Goal: Students will explore the idea of “heritage” as it relates to a culture.
Objectives: Students will…
1. Consider the definition of the word “heritage.”
2. Identify items that make up a country’s heritage
3. Understand how a country’s heritage affects its culture.
Set Induction
Show images of the Liberty Bell, Martin Luther King, Jr., and the Gettysburg Address by Lincoln.
How are these three things different? One is a thing, one is a person, and one is an event. How are
these three things the same? They are each a piece of our nation’s heritage. If you could name
three things that are pieces of your family’s heritage, what would they be?
Activities
1. Students share what they think of when they hear the word “heritage.” One student may
look up the word in the dictionary and read it aloud. How does the definition(s) change our
understanding of heritage? Something becomes a part of a country’s or a family’s heritage
because it is significant. The Liberty Bell has significance for our nation because it was
rung to call people together to hear the first reading for the people of Philadelphia of the
Declaration of Independence. Martin Luther King, Jr. could have been just another Baptist
preacher, but he changed a nation with his speeches on equality for African Americans.
Abraham Lincoln’s Gettysburg Address is significant because he declares that even though
we were experiencing a civil war, our nation will not fall.

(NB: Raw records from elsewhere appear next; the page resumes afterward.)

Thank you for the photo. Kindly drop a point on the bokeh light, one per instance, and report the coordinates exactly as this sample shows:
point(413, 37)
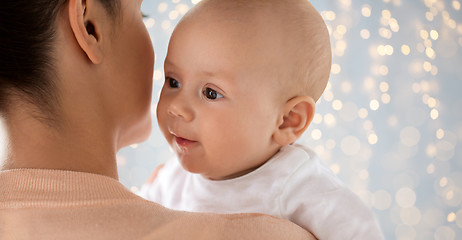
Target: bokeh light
point(389, 123)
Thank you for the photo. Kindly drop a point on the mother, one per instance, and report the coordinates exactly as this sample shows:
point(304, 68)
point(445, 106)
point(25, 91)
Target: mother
point(75, 87)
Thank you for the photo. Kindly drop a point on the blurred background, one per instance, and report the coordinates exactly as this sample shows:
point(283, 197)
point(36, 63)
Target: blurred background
point(390, 121)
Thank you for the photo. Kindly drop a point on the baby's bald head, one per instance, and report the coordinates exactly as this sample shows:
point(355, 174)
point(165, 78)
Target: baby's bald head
point(288, 38)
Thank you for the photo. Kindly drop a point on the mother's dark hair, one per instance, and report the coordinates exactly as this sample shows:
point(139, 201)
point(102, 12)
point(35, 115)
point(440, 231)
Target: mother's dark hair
point(27, 32)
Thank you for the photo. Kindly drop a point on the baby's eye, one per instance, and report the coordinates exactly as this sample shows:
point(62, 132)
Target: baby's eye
point(173, 83)
point(212, 94)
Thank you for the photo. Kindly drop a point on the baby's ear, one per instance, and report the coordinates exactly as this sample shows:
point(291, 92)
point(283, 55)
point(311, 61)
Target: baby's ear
point(86, 26)
point(294, 120)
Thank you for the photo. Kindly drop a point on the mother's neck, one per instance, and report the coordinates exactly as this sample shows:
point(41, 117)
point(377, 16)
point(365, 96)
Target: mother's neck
point(81, 144)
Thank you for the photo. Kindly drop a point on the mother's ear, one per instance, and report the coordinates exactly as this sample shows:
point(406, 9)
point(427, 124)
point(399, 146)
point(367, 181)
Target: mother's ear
point(86, 28)
point(297, 115)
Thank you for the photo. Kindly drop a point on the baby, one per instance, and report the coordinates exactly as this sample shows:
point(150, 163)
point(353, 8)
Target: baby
point(241, 81)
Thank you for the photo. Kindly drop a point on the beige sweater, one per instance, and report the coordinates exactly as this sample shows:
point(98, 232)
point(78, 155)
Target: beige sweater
point(57, 204)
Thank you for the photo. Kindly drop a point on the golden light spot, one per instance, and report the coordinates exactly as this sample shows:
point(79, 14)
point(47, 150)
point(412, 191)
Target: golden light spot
point(341, 45)
point(330, 120)
point(386, 14)
point(363, 113)
point(405, 49)
point(431, 151)
point(449, 195)
point(346, 86)
point(337, 105)
point(329, 15)
point(383, 70)
point(157, 75)
point(440, 134)
point(434, 114)
point(182, 8)
point(366, 11)
point(374, 105)
point(365, 34)
point(166, 24)
point(427, 66)
point(335, 168)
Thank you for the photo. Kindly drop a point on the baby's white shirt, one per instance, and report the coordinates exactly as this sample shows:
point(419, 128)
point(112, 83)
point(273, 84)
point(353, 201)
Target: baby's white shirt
point(295, 185)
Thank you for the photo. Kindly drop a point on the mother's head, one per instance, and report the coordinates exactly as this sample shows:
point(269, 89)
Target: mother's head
point(77, 63)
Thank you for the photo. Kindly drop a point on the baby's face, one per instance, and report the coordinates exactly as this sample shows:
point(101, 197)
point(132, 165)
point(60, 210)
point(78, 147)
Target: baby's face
point(218, 107)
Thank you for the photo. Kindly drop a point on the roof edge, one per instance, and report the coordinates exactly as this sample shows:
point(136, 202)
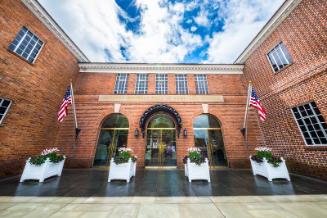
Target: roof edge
point(160, 68)
point(37, 9)
point(279, 16)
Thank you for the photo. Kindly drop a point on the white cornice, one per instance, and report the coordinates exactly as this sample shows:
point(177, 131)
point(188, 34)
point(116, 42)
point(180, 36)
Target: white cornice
point(270, 26)
point(48, 21)
point(161, 68)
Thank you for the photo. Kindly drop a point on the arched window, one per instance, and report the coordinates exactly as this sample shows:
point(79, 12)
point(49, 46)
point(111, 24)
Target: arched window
point(208, 137)
point(113, 135)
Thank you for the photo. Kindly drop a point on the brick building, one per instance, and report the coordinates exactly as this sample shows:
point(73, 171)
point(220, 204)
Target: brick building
point(160, 110)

2. Using an assortment of stamps, students identify images on stamps that reflect that country’s
heritage. Students attach the stamp to an index card and write a complete sentence
describing how that stamp reflects that country’s heritage.
3. As a class, students share the stamps they have found. Group country stamps together on
sheets of newsprint or on posters.
4. Students discuss how a country’s heritage affects its culture.
Assessment
Each student writes a paragraph definition of heritage using examples from the postage stamp
activity.
Extension Activity
Create a postage stamp that illustrates the heritage of a country or of a family.